Carriera alias è “solo un punto di partenza” per un discorso più ampio di ricerca di una nuova cultura delle relazioni e pratiche educative che creino per tutti senso di appartenenza e abbiano alla base: parità, rispetto delle differenze, formazione all’affettività e sessualità, comunicazione rispettosa e non sessista… Ma allora perché non iniziare a individuare questi nuovi contenuti, questa nuova didattica? Perché non ripensare il processo educativo senza punti di partenza e di arrivo, dove conta camminare insieme?
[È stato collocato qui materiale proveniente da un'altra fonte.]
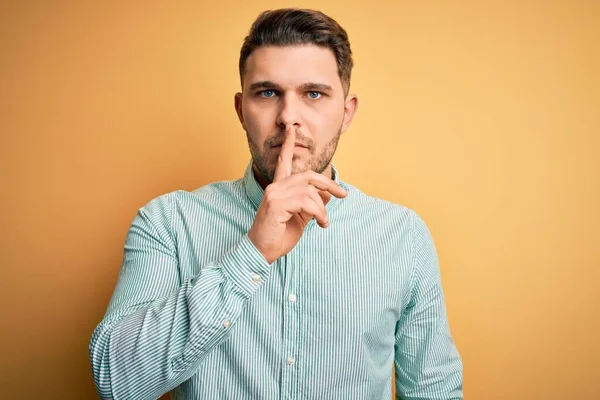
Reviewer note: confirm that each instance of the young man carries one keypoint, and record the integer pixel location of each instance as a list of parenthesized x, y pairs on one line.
[(288, 283)]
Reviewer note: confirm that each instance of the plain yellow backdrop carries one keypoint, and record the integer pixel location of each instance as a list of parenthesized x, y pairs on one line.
[(481, 116)]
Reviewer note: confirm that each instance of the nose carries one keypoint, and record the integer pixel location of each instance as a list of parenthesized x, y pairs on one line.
[(289, 113)]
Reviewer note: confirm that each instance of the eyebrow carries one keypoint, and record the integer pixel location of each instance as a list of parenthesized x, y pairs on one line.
[(305, 86)]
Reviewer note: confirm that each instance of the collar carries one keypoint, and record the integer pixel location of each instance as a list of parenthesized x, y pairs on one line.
[(255, 192)]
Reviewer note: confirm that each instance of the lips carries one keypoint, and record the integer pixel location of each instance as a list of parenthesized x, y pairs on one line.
[(295, 144)]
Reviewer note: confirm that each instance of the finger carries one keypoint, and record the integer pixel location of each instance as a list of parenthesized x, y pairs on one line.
[(306, 207), (322, 218), (286, 154), (319, 181)]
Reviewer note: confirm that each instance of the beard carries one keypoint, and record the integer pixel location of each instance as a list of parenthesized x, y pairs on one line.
[(265, 159)]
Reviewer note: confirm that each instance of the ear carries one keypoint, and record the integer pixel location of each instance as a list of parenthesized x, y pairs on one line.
[(237, 101), (350, 106)]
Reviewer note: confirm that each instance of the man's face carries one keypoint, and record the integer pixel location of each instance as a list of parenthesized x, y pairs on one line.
[(299, 86)]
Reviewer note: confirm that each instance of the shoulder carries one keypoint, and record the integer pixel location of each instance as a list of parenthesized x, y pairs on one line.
[(379, 209), (168, 204)]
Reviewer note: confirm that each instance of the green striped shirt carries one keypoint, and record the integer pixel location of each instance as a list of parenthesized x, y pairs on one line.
[(199, 312)]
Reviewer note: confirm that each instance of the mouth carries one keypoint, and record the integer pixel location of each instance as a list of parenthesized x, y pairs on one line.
[(295, 145)]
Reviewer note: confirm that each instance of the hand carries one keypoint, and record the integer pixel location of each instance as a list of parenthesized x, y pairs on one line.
[(289, 203)]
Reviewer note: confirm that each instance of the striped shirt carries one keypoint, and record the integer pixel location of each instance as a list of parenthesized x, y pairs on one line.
[(198, 311)]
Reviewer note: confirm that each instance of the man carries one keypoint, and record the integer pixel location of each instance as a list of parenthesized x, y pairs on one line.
[(288, 283)]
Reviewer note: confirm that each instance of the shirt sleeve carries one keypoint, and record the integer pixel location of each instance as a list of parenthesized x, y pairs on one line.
[(428, 365), (157, 329)]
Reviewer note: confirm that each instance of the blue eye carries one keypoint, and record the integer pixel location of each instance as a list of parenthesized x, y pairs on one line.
[(267, 93)]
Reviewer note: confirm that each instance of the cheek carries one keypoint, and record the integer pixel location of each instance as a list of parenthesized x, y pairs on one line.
[(258, 118)]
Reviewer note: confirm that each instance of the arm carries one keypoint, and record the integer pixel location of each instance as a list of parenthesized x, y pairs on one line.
[(157, 330), (427, 362)]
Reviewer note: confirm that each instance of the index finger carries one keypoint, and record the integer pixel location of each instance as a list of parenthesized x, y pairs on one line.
[(284, 161)]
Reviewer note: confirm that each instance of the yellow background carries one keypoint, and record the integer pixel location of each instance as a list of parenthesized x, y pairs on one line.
[(482, 116)]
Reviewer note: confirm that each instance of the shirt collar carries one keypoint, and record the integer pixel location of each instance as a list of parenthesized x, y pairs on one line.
[(255, 192)]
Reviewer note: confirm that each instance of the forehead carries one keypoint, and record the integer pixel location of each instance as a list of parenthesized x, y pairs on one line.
[(292, 66)]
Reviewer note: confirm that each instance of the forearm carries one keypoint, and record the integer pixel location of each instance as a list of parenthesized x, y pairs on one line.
[(146, 350)]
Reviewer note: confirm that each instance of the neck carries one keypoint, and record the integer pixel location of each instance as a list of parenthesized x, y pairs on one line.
[(264, 182)]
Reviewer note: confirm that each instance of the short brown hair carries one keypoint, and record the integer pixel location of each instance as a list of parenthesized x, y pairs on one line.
[(292, 26)]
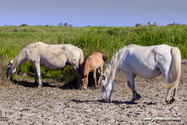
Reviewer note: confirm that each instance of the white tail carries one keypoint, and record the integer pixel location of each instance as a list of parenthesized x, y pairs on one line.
[(176, 69)]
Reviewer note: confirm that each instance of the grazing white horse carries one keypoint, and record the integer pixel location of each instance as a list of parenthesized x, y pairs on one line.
[(53, 57), (147, 62)]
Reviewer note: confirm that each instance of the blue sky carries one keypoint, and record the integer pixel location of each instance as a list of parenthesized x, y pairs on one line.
[(81, 13)]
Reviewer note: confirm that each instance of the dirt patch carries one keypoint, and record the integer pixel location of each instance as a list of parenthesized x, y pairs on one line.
[(23, 103)]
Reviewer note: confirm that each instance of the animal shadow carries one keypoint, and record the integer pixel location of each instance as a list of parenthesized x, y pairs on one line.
[(31, 84), (114, 102)]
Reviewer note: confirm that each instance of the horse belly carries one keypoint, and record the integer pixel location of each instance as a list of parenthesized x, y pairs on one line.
[(147, 73), (57, 65)]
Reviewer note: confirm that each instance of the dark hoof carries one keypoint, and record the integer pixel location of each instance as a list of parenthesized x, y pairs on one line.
[(138, 96), (172, 100), (166, 103)]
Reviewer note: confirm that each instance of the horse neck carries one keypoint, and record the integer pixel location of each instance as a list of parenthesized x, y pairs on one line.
[(20, 59), (111, 72)]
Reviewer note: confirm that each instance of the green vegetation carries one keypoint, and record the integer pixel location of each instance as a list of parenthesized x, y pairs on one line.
[(106, 40)]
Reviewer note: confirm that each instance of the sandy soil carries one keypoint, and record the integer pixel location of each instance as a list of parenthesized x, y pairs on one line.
[(22, 103)]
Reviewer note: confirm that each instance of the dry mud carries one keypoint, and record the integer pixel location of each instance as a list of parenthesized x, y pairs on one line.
[(21, 103)]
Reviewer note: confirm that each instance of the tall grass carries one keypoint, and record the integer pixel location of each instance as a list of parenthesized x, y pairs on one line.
[(106, 40)]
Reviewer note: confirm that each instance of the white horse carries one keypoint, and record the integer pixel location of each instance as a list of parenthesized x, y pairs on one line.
[(147, 62), (53, 57)]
Ci sono state scelte, effettuate in altri paesi (Regno Unito e paesi scandinavi) con precipitazione e precocità, che hanno creato situazioni di ulteriore malessere; Stati che ora mostrano maggiore prudenza. La modifica anagrafica si può confermare o meno all’inizio di ogni nuovo anno, e non ha bisogno di alcuna certificazione. Ma si può entrare e uscire da una identità senza che restino i segni? Siamo così facilmente plasmabili? Eppure siamo complessi: realtà biologica e psicologica, materia e spirito, corpo e (forse) anima…
Il disagio a scuola è il tema vero. E vale per tutti gli studenti. Iniziamo ad ammettere che è assurdo stare in classe fermi per 4 – 5 ore e oltre ed ascoltare nozioni non scelte e discusse con gli alunni… Venne proposto negli anni novanta un “progetto giovani” che si poneva il problema di “star bene a scuola” e permise di sperimentare corsi alternativi e modalità organizzative studentesche autonome. La scuola media venne esclusa allora ed è stata sempre trascurata. Eppure è la fascia più delicata nella quale gli adolescenti cercano identità nuove. Un cambiamento brusco in pochi mesi, dalle elementari alla prima media. Una stagione della vita lanciata nel futuro, e la scuola deve fare in modo che tutti possano inventarselo.
I ragazzi cercano figure capaci di empatia, in grado di immedesimarsi nel loro mondo, che ascoltino, sappiano raccontare le loro esperienze e non abbiano paura di discutere e scontrarsi. Gli adulti (educatori, genitori…) sono ex adolescenti, dimentichi di ciò che sono stati, ed assumono spesso o ridicole forme amicali o sono inclini solo a catalogare e schematizzare.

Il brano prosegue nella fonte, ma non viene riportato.